Ce que j'aurais dû vérifier avant de me lancer
Mon expérience au garage m'a appris un truc simple, que j'ai ignoré bêtement. Le confort debout ment quand la moto plie le buste. Avec vingt ans de pratique, j’ai vu passer assez de coupes pour savoir qu'une dorsale change la lecture d'un blouson, mais je n'avais essayé le mien qu'en boutique, sans sous-couche ni vraie position.
Le zip tirait dès que j'avançais les bras. Les manches remontaient sur l'avant-bras, et le col se coinçait sous le menton dès que j'avançais la tête. Le ventre tirait d'un côté, alors le zip principal partait en biais. J'avais aussi oublié de regarder les serrages aux avant-bras et à la taille, et le vêtement gardait trop de jeu.

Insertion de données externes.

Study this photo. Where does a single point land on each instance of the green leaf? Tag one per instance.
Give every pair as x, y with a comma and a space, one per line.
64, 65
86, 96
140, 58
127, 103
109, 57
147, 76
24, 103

Les signaux étaient là, mais je les ai balayés. Le blouson qui flotte dès que j'ai levé les bras m'annonçait déjà l'effet parachute. Les coudières qui tournent ou glissent m'ont parlé dès le premier freinage. Le col qui remonte quand je penche la tête, et le zip qui force avec la dorsale, auraient dû me faire lever le nez du miroir.
- Le blouson qui flotte dès que j'ai levé les bras, parce que la coupe avait trop de jeu et que le tissu ne suivait plus mes gestes.
- Les coudières qui tournent ou glissent, et que j'ai senties bouger au freinage comme une pièce mal calée.
- Le col qui remonte quand je penche la tête, avec la gorge prise sous le menton et le casque qui appuie encore plus.
- Le zip qui force avec la dorsale, puis se met en biais dès que je m'assois, signe que la taille ne tombe pas juste.
Le tournant est venu quand je me suis vu dans un miroir, assis sur la moto. Les coudières étaient sous le coude, net. J'ai regardé ce reflet deux secondes de trop, et j'ai compris que le confort debout ne valait rien une fois le dos cassé par la vraie posture.
La facture qui m'a fait mal (et ce que je retiens)
Le retour en boutique m'a laissé une sale impression. J'ai dû expliquer que le blouson de 150 euros allait de travers dès qu'il quittait le cintre, et je n'étais pas fier. Le vendeur a cherché la taille juste, et moi j'ai refait deux essayages avec la même fatigue dans les épaules. J'ai repassé à la caisse avec 40 euros et le geste m'a agacé.
Avec les années, je sais que le premier confort peut mentir. J'ai eu la preuve avec ce textile qui semblait souple debout, puis lourd et collant sur la route. Avec ma Honda CB500X de 2015, j'ai senti la différence dès que la coupe tombait enfin juste, parce que le blouson cessait de me tirer sur le haut du dos.
Le bon réflexe que j'applique maintenant, c'est de m'asseoir sur la moto en boutique, ou au moins de me pencher comme si je tenais le guidon. Tu tends les bras devant toi, tu regardes si les manches découvrent le poignet et si les coudières restent bien sur le coude. Si le tissu bâille dans le dos dans cette position, c'est mort, repose-le sur le cintre. Cinq minutes de gymnastique idiote dans le magasin, et tu t'épargnes deux allers-retours et quarante euros de frais.
Mon expérience m’a servi de garde-fou, et je sais aussi qu’un équipement doit rester bien en place. Pour les normes précises, je préfère renvoyer vers un vendeur sérieux ou un fabricant qui connaît sa coupe.
Je me suis retrouvé à tirer sur mes épaules comme si je portais un sac à dos trop lourd, alors que c'était juste le blouson qui battait au vent. Mon verdict est simple : 25 minutes en essayage assis valent mieux qu'une impression flatteuse debout. J'aurais voulu savoir ça chez Moto Azur avant que mes 190 euros ne partent dans un textile qui frottait plus qu'il ne protégeait.